Original Article
Copyright ©2013 Baishideng Publishing Group Co., Limited. All rights reserved.
World J Gastroenterol. Jan 14, 2013; 19(2): 219-226
Published online Jan 14, 2013. doi: 10.3748/wjg.v19.i2.219
Characterization of focal liver masses using acoustic radiation force impulse elastography
Hana Park, Jun Yong Park, Do Young Kim, Sang Hoon Ahn, Chae Yoon Chon, Kwang-Hyub Han, Seung Up Kim
Hana Park, Division of Gastroenterology, Department of Internal Medicine, CHA Bundang Medical Center, CHA University, Gyeonggi-do 463-712, South Korea
Jun Yong Park, Do Young Kim, Chae Yoon Chon, Seung Up Kim, Department of Internal Medicine, Yonsei University College of Medicine, Seoul 120-752, South Korea
Sang Hoon Ahn, Kwang-Hyub Han, Department of Internal Medicine, Yonsei University College of Medicine, Seoul 120-752, South Korea
Author contributions: Park H designed the study, analyzed the data, performed the study, and wrote the paper; Park JY, Kim DY, Ahn SH, Chon CY collected the data; Han KH, Kim SU designed the study, collected the data, performed the study and wrote the paper.
Supported by A Grant of the Korea Healthcare Technology R and D Project, Ministry of Health and Welfare, South Korea, A102065
Correspondence to: Seung Up Kim, MD, Department of Internal Medicine, Yonsei University College of Medicine, 134 Shinchon-dong, Seodaemun-gu, Seoul 120-752, South Korea. ksukorea@yuhs.ac
Telephone: +82-2-3936884 Fax: +82-2-22281982
Received: September 6, 2012
Revised: October 24, 2012
Accepted: November 14, 2012
Published online: January 14, 2013
Abstract

AIM: To investigate the diagnostic performance of acoustic radiation force impulse (ARFI) elastography for characterizing focal liver mass by quantifying their stiffness.

METHODS: This prospective study included 62 patients with a focal liver mass that was well visualized on conventional ultrasonography performed in our institution from February 2011 to November 2011. Among them, 12 patients were excluded for ARFI measurement failure due to a lesion that was smaller than the region of the interest and at an inaccessible location (deeper than 8 cm) (n = 7) or poor compliance to hold their breath as required (n = 5). Finally, 50 patients with valid ARFI measurements were enrolled. If a patient had multiple liver masses, only one mass of interest was chosen. The masses were diagnosed by histological examination or clinical diagnostic criteria. During ultrasonographic evaluation, stiffness, expressed as velocity, was checked 10 times per focal liver mass and the surrounding liver parenchyma.
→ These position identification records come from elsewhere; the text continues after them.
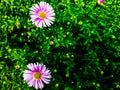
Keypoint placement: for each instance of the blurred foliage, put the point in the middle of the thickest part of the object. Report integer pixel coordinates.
(81, 48)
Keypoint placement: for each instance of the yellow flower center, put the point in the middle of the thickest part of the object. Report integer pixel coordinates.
(37, 75)
(42, 15)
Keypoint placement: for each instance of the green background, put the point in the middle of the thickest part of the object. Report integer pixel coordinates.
(85, 54)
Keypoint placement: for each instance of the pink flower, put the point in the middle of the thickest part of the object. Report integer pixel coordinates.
(42, 14)
(100, 1)
(37, 75)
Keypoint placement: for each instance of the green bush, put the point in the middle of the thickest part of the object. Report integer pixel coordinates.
(81, 48)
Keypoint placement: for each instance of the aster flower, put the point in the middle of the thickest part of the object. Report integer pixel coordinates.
(100, 1)
(42, 14)
(37, 75)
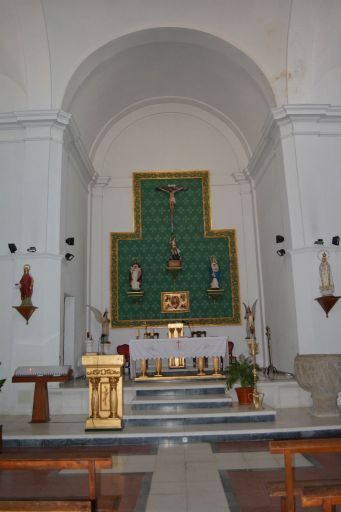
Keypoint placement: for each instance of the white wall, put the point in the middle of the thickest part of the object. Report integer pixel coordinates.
(297, 188)
(33, 206)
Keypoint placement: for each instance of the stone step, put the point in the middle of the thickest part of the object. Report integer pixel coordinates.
(181, 401)
(181, 391)
(232, 414)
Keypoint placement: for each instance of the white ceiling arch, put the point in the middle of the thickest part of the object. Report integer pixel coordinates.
(167, 63)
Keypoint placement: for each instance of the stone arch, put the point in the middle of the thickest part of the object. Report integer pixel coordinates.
(152, 65)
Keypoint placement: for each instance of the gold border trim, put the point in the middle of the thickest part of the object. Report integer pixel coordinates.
(229, 234)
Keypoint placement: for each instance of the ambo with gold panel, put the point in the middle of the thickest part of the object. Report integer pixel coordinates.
(105, 377)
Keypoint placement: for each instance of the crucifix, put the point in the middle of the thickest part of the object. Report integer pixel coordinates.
(171, 191)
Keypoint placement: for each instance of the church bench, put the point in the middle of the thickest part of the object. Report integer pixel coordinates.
(44, 505)
(58, 460)
(278, 489)
(288, 448)
(323, 495)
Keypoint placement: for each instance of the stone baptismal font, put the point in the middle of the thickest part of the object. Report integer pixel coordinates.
(320, 374)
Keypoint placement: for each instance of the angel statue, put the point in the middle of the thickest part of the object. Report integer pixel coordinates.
(250, 315)
(326, 278)
(104, 321)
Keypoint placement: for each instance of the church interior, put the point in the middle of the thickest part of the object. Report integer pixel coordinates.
(170, 205)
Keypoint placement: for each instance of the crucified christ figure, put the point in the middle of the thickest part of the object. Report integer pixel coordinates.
(171, 190)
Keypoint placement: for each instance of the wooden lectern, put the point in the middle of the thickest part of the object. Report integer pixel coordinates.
(105, 375)
(41, 375)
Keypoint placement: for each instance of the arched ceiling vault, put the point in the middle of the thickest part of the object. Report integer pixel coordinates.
(151, 65)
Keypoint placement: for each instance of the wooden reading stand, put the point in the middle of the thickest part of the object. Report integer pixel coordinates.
(41, 375)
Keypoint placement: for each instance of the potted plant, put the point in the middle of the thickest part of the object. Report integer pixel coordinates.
(241, 371)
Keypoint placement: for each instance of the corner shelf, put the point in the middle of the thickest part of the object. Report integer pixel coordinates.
(327, 302)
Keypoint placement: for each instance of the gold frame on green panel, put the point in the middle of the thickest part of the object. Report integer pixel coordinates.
(229, 234)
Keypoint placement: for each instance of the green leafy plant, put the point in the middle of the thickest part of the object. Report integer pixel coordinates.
(241, 371)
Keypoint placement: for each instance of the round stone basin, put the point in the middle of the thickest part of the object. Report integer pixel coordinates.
(320, 374)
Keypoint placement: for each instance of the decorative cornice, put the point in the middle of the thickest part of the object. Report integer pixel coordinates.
(80, 149)
(50, 119)
(309, 119)
(100, 181)
(34, 117)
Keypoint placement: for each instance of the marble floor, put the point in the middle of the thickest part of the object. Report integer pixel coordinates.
(172, 477)
(197, 477)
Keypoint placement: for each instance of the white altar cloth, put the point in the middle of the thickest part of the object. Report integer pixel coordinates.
(176, 347)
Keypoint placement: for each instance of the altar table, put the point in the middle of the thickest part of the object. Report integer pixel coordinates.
(142, 349)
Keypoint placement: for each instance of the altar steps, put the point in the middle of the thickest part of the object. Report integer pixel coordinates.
(157, 413)
(179, 405)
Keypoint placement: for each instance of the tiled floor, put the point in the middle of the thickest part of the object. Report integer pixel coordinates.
(198, 477)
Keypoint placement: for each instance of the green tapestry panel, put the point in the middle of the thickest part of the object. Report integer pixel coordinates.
(150, 245)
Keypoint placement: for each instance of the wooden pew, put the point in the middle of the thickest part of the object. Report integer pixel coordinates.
(325, 496)
(45, 506)
(288, 448)
(58, 460)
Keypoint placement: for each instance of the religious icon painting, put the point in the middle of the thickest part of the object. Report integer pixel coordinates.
(175, 302)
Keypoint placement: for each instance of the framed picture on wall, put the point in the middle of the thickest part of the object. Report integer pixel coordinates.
(175, 302)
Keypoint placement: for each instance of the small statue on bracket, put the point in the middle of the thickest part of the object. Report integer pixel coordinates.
(214, 273)
(250, 315)
(326, 278)
(175, 251)
(26, 287)
(135, 276)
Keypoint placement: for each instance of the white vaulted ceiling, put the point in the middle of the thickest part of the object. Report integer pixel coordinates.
(168, 65)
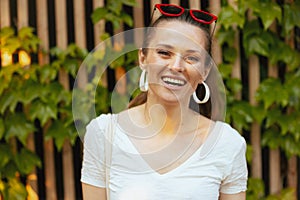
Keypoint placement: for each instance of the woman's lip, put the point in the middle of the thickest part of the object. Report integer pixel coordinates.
(175, 79)
(173, 83)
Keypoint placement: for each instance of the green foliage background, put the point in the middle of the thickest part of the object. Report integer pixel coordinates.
(31, 97)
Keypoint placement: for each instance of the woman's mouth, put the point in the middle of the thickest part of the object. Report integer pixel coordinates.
(172, 81)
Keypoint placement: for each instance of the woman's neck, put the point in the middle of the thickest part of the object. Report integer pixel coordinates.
(167, 117)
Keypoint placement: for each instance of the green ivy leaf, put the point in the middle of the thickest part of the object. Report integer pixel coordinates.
(234, 85)
(99, 14)
(226, 36)
(272, 91)
(129, 2)
(2, 128)
(17, 126)
(230, 54)
(255, 189)
(290, 146)
(240, 114)
(59, 132)
(9, 100)
(268, 16)
(26, 161)
(5, 155)
(42, 111)
(291, 16)
(30, 91)
(228, 16)
(127, 19)
(47, 73)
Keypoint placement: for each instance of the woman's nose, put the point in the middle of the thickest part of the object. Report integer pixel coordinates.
(177, 63)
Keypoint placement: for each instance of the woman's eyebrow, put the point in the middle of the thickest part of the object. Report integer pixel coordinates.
(165, 46)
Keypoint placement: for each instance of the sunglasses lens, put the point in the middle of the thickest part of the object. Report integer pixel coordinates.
(173, 10)
(203, 16)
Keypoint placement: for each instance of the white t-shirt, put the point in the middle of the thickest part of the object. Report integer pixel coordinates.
(219, 165)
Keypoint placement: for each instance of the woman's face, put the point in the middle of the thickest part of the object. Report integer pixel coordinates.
(175, 61)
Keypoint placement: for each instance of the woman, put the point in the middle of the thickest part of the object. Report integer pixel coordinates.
(163, 149)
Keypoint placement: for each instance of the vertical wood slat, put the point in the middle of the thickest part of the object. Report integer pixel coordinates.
(99, 29)
(255, 137)
(156, 14)
(31, 182)
(274, 154)
(22, 13)
(292, 177)
(4, 13)
(80, 36)
(215, 8)
(236, 69)
(49, 167)
(61, 42)
(255, 134)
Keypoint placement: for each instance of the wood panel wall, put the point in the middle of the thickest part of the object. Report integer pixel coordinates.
(59, 178)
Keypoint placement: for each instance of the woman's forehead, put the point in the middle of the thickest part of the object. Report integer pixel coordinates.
(179, 35)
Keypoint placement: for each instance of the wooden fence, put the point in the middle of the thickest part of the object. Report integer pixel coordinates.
(61, 22)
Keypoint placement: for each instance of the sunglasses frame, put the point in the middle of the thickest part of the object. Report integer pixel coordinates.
(191, 11)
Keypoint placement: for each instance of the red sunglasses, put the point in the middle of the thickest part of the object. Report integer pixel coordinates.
(175, 11)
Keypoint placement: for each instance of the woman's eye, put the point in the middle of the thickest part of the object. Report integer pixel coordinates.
(192, 59)
(164, 52)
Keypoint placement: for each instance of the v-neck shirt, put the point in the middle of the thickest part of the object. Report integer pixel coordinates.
(218, 165)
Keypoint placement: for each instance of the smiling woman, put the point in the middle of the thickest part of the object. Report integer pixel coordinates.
(162, 148)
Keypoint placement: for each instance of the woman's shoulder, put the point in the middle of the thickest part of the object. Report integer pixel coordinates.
(99, 122)
(229, 136)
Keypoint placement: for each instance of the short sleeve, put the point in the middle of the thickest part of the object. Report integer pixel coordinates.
(236, 179)
(93, 166)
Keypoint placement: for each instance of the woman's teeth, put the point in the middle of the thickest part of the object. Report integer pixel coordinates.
(173, 81)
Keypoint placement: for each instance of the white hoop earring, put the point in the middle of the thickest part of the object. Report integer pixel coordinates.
(207, 94)
(143, 82)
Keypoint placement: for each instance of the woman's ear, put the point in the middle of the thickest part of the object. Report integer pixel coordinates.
(142, 58)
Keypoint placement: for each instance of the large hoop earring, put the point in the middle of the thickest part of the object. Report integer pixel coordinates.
(206, 97)
(143, 82)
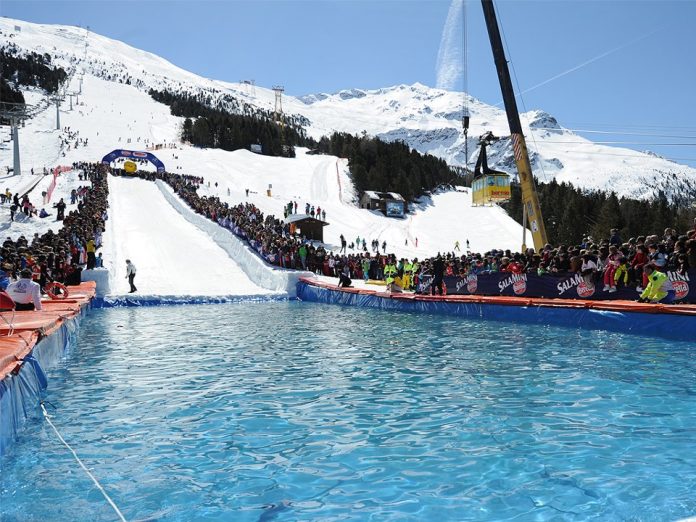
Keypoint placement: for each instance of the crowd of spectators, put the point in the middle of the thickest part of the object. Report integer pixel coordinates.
(610, 261)
(61, 256)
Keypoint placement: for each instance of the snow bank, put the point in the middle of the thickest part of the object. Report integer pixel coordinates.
(270, 278)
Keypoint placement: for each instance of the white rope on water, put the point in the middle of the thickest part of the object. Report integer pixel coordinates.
(96, 482)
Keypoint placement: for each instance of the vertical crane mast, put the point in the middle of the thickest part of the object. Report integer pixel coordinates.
(530, 200)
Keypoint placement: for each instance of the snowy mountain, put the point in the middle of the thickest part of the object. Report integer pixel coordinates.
(428, 119)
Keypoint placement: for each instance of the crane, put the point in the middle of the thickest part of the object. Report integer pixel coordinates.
(531, 211)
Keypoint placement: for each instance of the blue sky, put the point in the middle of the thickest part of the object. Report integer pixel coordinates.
(639, 93)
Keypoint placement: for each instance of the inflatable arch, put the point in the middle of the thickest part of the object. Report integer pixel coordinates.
(132, 154)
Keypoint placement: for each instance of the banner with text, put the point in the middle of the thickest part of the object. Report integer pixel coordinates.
(566, 286)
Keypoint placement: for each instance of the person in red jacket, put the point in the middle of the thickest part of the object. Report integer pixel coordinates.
(637, 263)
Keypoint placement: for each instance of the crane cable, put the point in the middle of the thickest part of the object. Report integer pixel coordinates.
(465, 89)
(517, 83)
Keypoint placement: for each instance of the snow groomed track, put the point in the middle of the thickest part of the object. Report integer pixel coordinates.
(30, 342)
(676, 322)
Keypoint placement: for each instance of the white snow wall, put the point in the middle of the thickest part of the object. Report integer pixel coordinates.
(264, 275)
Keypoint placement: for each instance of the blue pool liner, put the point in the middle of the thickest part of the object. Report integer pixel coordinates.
(668, 326)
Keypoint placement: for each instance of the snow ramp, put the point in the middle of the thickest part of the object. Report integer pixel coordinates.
(180, 255)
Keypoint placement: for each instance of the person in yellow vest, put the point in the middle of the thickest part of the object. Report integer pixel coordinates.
(91, 254)
(390, 274)
(408, 275)
(659, 288)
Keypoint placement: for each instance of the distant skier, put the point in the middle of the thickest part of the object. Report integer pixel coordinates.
(130, 275)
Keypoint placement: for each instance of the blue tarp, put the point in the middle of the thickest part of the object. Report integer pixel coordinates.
(20, 393)
(669, 326)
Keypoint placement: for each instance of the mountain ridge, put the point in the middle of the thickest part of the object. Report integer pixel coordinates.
(425, 118)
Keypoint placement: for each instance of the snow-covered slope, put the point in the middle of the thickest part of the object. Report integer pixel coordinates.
(427, 119)
(118, 115)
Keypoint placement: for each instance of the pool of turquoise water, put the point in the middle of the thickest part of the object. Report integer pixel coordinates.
(297, 411)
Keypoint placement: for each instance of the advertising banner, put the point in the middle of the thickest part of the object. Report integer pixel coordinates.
(566, 286)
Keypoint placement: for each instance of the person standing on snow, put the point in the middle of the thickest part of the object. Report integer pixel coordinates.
(25, 293)
(130, 275)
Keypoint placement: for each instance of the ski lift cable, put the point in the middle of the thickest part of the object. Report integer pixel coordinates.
(625, 133)
(652, 144)
(598, 153)
(634, 127)
(517, 83)
(588, 62)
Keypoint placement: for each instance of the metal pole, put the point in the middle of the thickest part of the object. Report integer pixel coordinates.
(15, 139)
(524, 229)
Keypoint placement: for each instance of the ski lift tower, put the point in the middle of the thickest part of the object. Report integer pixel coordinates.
(278, 89)
(15, 113)
(57, 99)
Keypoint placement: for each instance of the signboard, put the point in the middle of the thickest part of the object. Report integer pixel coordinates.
(566, 286)
(130, 167)
(121, 153)
(395, 208)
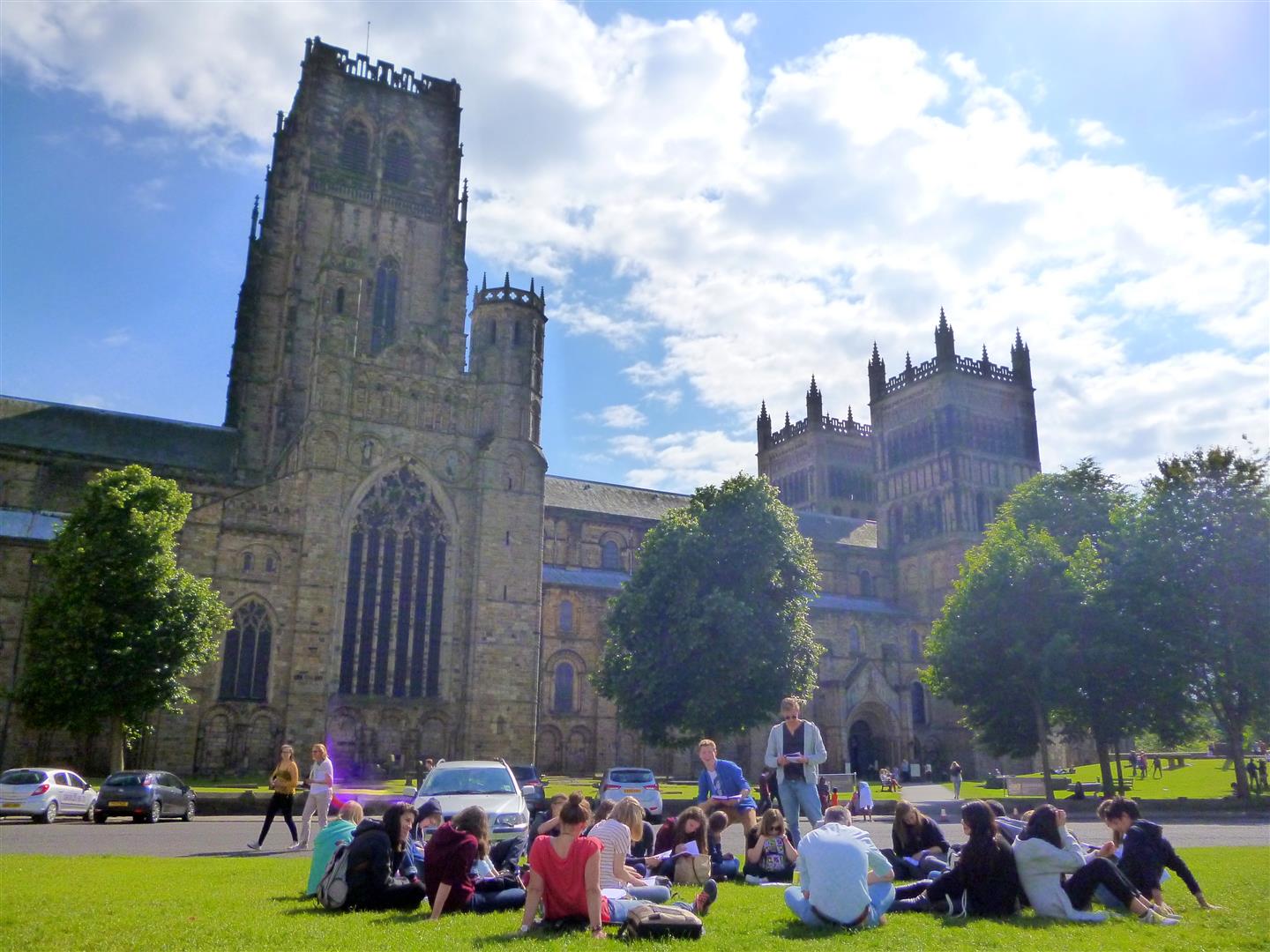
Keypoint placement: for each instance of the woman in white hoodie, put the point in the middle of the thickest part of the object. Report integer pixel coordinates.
(1045, 851)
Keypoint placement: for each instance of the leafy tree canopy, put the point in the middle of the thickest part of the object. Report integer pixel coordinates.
(118, 626)
(712, 631)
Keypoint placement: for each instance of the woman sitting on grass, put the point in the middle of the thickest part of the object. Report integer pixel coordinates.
(918, 843)
(625, 820)
(329, 837)
(374, 856)
(564, 877)
(447, 868)
(984, 880)
(675, 836)
(770, 854)
(1045, 851)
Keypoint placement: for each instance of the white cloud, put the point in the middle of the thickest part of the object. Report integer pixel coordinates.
(1095, 135)
(621, 417)
(761, 228)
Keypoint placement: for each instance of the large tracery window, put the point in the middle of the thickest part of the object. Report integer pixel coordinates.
(384, 322)
(392, 606)
(245, 669)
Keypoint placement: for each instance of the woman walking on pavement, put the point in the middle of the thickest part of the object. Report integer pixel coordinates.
(320, 784)
(282, 782)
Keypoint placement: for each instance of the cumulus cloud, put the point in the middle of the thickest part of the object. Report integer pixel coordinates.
(1095, 135)
(757, 228)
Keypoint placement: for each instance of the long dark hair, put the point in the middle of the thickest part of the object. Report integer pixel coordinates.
(979, 851)
(1042, 824)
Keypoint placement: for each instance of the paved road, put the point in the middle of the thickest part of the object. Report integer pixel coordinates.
(228, 836)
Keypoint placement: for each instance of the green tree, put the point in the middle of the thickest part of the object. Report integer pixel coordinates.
(1197, 576)
(713, 628)
(118, 628)
(996, 651)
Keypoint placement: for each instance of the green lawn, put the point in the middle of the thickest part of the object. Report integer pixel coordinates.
(116, 903)
(1198, 779)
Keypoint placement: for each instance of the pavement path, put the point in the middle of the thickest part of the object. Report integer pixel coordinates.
(228, 836)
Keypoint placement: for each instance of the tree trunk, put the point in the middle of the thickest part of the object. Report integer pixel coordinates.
(1104, 749)
(1042, 734)
(116, 744)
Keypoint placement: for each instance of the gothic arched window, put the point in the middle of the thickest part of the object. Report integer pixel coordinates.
(395, 591)
(918, 698)
(609, 556)
(245, 668)
(562, 695)
(397, 159)
(355, 149)
(384, 320)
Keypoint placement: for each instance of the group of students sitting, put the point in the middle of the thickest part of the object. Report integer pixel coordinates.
(594, 870)
(574, 877)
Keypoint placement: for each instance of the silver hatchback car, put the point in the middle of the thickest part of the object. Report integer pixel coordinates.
(45, 792)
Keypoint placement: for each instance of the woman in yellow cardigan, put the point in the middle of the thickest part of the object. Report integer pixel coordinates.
(282, 782)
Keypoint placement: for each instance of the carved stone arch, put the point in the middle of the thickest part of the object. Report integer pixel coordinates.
(397, 593)
(550, 755)
(247, 651)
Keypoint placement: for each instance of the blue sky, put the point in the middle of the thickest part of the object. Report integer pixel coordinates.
(721, 199)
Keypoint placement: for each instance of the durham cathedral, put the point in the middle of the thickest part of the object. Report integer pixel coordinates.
(406, 577)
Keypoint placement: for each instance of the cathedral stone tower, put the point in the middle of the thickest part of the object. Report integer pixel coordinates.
(952, 438)
(415, 478)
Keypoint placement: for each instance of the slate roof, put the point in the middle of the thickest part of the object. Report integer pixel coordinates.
(26, 524)
(106, 435)
(609, 499)
(612, 582)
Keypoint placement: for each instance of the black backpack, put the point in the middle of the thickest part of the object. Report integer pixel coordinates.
(649, 922)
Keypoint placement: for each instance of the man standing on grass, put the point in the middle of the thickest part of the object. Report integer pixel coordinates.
(843, 879)
(723, 786)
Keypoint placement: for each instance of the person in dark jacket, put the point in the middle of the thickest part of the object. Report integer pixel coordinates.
(375, 852)
(984, 880)
(447, 868)
(918, 844)
(1145, 853)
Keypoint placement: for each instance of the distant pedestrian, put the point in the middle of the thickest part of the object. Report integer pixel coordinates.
(283, 782)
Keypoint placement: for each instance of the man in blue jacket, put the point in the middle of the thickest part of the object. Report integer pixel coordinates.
(724, 787)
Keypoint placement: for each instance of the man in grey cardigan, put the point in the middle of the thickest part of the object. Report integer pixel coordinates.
(796, 750)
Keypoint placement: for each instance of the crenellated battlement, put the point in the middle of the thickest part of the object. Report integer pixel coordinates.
(360, 66)
(507, 294)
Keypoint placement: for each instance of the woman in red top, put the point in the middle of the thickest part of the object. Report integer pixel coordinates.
(447, 868)
(564, 876)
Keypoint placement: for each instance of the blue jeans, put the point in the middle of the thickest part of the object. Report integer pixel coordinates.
(496, 902)
(796, 795)
(652, 893)
(880, 896)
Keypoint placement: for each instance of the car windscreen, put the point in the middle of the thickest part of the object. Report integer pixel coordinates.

RESULTS: After further excluding three masses that were non-diagnostic on biopsy, a total of 47 focal mass lesions were tested, including 39 (83.0%) malignant masses [24 hepatocellular carcinomas (HCC), seven cholangiocellular carcinomas (CCC), and eight liver metastases] and eight (17.0%) benign masses (five hemangiomas and three focal nodular hyperplasias, FNH). Thirty-seven (74.0%) masses were confirmed by histological examination. The mean velocity was 2.48 m/s in HCCs, 1.65 m/s in CCCs, 2.35 m/s in metastases, 1.83 m/s in hemangiomas, and 0.97 m/s in FNHs. Although considerable overlap was still noted between malignant and benign masses, significant differences in ARFI values were observed between malignant and benign masses (mean 2.31 m/s vs 1.51 m/s, P = 0.047), as well as between HCCs and benign masses (mean 2.48 m/s vs 1.51 m/s, P = 0.006). The areas under the receiver operating characteristics curves (AUROC) for discriminating the malignant masses from benign masses was 0.724 (95%CI, 0.566-0.883, P = 0.048), and the AUROC for discriminating HCCs from benign masses was 0.813 (95%CI, 0.649-0.976, P = 0.008). To maximize the sum of sensitivity and specificity, an ARFI value of 1.82 m/s was selected as the cutoff value to differentiate malignant from benign liver masses. Furthermore, the cutoff value for distinguishing HCCs from benign masses was also determined to be 1.82 m/s. The diagnostic performance of the sum of the ARFI values for focal liver masses and the surrounding liver parenchyma to differentiate liver masses improved (AUROC = 0.853; 95%CI, 0.745-0.960; P = 0.002 in malignant liver masses vs benign ones and AUROC = 0.948; 95%CI, 0.896-0.992, P < 0.001 in HCCs vs benign masses).

CONCLUSION: ARFI elastography provides additional information for the differential diagnosis of liver masses. However, our results should be interpreted in clinical context, because considerable overlap in ARFI values existed among liver masses.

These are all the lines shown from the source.